JCIP Notes - Interruption and Cancellation
This note summarizes Chapter 7 Cancellation and Shutdown in Java Concurrency in Practice, by Brian Goetz et al. Thread interruption is a delicate mechanism, and the chapter in JCIP is not particularly straightforward to read. Here, I list key points from the book, put together some helpful examples and try to answer some questions that once confused me.
Studying this topic is also helpful in understanding how cancellation works in Kotlin coroutines.
What is interruption?
Interruption is a cooperative mechanism that lets one thread ask another to stop what it is doing.
Calling Thread.interrupt()
sets this thread’s interrupted status. Blocking library methods like Thread.sleep()
and Object.wait()
try to detect when a thread has been interrupted. By convention, they do two things:
- clear the interrupted status and
- throw the checked
InterruptedException
.
For example:
// AbstractQueuedSynchronizer.ConditionObject
public final void await() throws InterruptedException {
if (Thread.interrupted())
throw new InterruptedException();
// ...
}
Note the static helper method Thread.interrupted()
has the side effect of clearing current thread’s interrupted
status.
Interruption is commonly used to support cancellation.
There is nothing in the API or language specification that ties interruption to any specific cancellation semantics, but in practice, using interruption for anything but cancellation is fragile and difficult to sustain in larger applications. Java Concurrency In Practice, §7.1.1
How to support interruption in our code?
When our code calls a blocking method, we know this thread is interrupted if it throws the InterruptedException
.
Since it’s a checked exception, we’re forced to deal with this exception explicitly in our code. It’s critical that we
handle this exception appropriately. See the next section for detail.
If our code does its own thing (like computing some prime numbers) and doesn’t call other blocking method, it can query
the thread status by calling Thread.isInterrupted()
. Unlike static Thread.interrupted()
, this method doesn’t have
the side effect of clearing the interrupted status.
public class Thread {
// Returns the interrupted status.
public boolean isInterrupted() {...}
// Returns the interrupted status and also clearing it.
// JCIP remarks this method is "poorly named".
public static boolean interrupted() {...}
// ...
}
Responding to InterruptionException
There are two options:
- propagate the
InterruptedException
to the caller, or - restore the interruption status.
Particularly, don’t swallow an interruption request except when the code implements the thread’s interruption policy. The interruption signal needs to be preserved so that code higher up the stack can also react to cancellation.

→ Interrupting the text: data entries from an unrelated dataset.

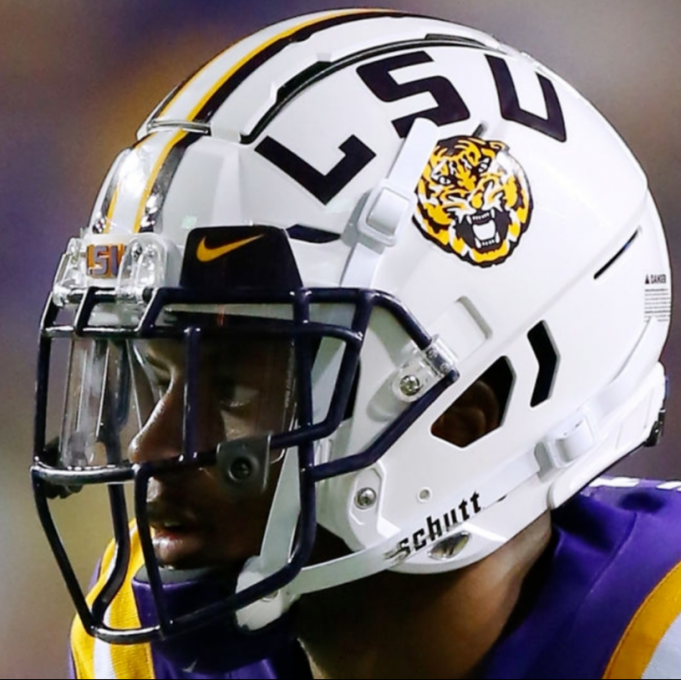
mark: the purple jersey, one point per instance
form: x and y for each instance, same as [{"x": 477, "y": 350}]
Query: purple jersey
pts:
[{"x": 608, "y": 602}]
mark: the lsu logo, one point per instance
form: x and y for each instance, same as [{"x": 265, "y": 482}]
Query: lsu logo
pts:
[{"x": 474, "y": 200}]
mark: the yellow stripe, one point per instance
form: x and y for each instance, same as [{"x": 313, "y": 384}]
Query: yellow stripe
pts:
[
  {"x": 248, "y": 57},
  {"x": 127, "y": 661},
  {"x": 153, "y": 175},
  {"x": 647, "y": 628},
  {"x": 263, "y": 46},
  {"x": 112, "y": 207}
]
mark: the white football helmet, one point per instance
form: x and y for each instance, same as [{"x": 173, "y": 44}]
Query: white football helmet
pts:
[{"x": 414, "y": 206}]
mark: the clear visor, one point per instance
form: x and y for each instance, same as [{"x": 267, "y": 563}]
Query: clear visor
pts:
[{"x": 126, "y": 401}]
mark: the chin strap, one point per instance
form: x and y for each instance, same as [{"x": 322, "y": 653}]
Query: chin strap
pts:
[{"x": 389, "y": 206}]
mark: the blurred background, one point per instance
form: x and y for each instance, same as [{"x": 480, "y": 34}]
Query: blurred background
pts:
[{"x": 77, "y": 77}]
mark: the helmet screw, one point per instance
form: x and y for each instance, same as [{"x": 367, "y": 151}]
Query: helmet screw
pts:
[
  {"x": 241, "y": 469},
  {"x": 410, "y": 385},
  {"x": 365, "y": 498}
]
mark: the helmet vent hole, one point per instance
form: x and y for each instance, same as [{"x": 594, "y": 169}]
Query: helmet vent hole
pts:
[
  {"x": 481, "y": 409},
  {"x": 546, "y": 354},
  {"x": 617, "y": 256}
]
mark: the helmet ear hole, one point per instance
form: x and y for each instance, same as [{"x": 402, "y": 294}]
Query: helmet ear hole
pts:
[{"x": 479, "y": 410}]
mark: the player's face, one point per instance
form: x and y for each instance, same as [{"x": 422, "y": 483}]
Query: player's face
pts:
[{"x": 244, "y": 388}]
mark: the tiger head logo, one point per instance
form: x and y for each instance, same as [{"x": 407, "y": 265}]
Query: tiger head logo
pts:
[{"x": 474, "y": 200}]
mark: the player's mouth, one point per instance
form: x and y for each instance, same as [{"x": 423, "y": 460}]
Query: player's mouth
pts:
[{"x": 180, "y": 540}]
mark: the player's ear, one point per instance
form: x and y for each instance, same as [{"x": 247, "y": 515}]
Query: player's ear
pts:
[{"x": 475, "y": 413}]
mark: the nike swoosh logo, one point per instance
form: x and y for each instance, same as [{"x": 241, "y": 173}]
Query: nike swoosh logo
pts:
[{"x": 206, "y": 254}]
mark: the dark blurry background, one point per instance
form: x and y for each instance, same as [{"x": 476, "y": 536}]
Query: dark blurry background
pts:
[{"x": 77, "y": 77}]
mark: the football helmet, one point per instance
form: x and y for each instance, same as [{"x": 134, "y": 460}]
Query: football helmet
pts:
[{"x": 383, "y": 209}]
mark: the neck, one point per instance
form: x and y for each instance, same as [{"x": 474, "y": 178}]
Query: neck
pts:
[{"x": 400, "y": 626}]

Here are three examples that illustrate these points.
Propagate to caller
public static void producePrimes(BlockingQueue<BigInteger> queue)
throws InterruptedException {
BigInteger p = BigInteger.ONE;
while (!Thread.currentThread().isInterrupted()) {
p = p.nextProbablePrime();
queue.put(p);
}
}
producePrimes
calls the blocking BlockingQueue.put
method. It automatically propagates the
checked InterrutionException
by listing it in the method signature.
This is often the most sensible policy if you can get away with it (§5.4). However, forcing the caller to deal with the exception may be undesirable. Also, this approach doesn’t work when the surrounding code is constrained not to be a throwing method, in which case we’ll have to use the next approach.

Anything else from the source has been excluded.